Contextualização
A Comunidade Alecrim é composta por cerca de oitenta famílias, fica no
meio rural do Município de Girau do Ponciano, região agreste de Alagoas e
possui duas escolas de ensino fundamental e outros ambientes comunitários,
utilizados pela população e pelos gestores públicos. Embora tenha uma equipe
técnica do Programa de Saúde da Família (PSF) não existe posto de saúde e a
equipe atende em uma casa alugada pela prefeitura municipal há pelo menos cinco
anos. Com relação à educação, cabe registrar que a prefeitura municipal mantém
salões particulares alugados para atender parte dos alunos da Educação Infantil,
do Ensino Fundamental e da Educação de Jovens e Adultos (EJA), já que as duas
escolas não comportam todos os alunos matriculados. Segundo relatos, apesar das
promessas políticas, essas salas improvisadas se mantêm há anos, sem as
condições apropriadas para o funcionamento. Entende-se que essa questão é séria
e precisa ser debatida, de forma ampla e em vários espaços políticos –
particularmente no âmbito da academia – pois é comum na região, apesar da
disponibilidade de recursos financeiros públicos para investir nas escolas
rurais e urbanas, no Fundo Nacional de Desenvolvimento da Educação.
Na Comunidade Alecrim
não tem sistema de abastecimento de água e nem de saneamento. A Articulação no
Semiárido (ASA) está construindo cisternas para a coleta e o armazenamento de
água de chuva, já que as famílias não dispõem de fontes seguras de água e até
as escolas são abastecidas semanalmente pela prefeitura municipal, com água de
outras localidades, por meio de carros pipa que depositam a água em cisternas.
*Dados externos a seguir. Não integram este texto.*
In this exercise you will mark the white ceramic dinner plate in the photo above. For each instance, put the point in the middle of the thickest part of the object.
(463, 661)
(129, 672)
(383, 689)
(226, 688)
Há lixo depositado em vários lugares e o acesso é difícil por conta das
estradas que não são pavimentadas e pela precariedade dos serviços de
transporte públicos. As alunas utilizam suas próprias motos ou serviços de
motoqueiros para participarem das aulas e retornarem a tempo às suas casas, em
percursos longos e onerosos, que demandam tempo e esforço delas e das suas
respectivas famílias, diretamente envolvidas nessa caminhada para conclusão dos
estudos de nível superior.
2 – Apreensões e Percepções
A segunda aula
do Tempo Comunidade foi realizada no dia 31 de agosto de 2012, na Escola
Genoveva Maria, com a participação de professores/as dessa escola, convidados/as
para o debate acerca dos temas Agricultura e Sustentabilidade no Semiárido, a
partir da mostra comentada dos vídeos “Colher Água, Plantar Vida e “Água, Vida
e Alegria no Semiárido”, ambos produzidos pela ASA. Também esteve presente e
participando ativamente a professora Cristianlex Soares, que colaborou muito na
mediação dos debates, provocando e promovendo a aproximação entre as
experiências mostradas nos vídeos, das práticas educativas e das perspectivas
de transformação das realidades, a partir do ingresso destes/as no Procampo. O
que a Educação Contextualizada e o Procampo têm a ver com o Desenvolvimento
Local e a Convivência com o Semiárido? E quais as possíveis mudanças que os/as professores/as
podem provocar nos seus respectivos ambientes de trabalho e nas comunidades em
que vivem? Essas duas perguntas orientaram os debates acerca dos papeis e responsabilidades
de cada educador/a na gestão dos processos de melhoria dos ambientes e dos espaços
públicos, particularmente das escolas onde cada educador/a atua.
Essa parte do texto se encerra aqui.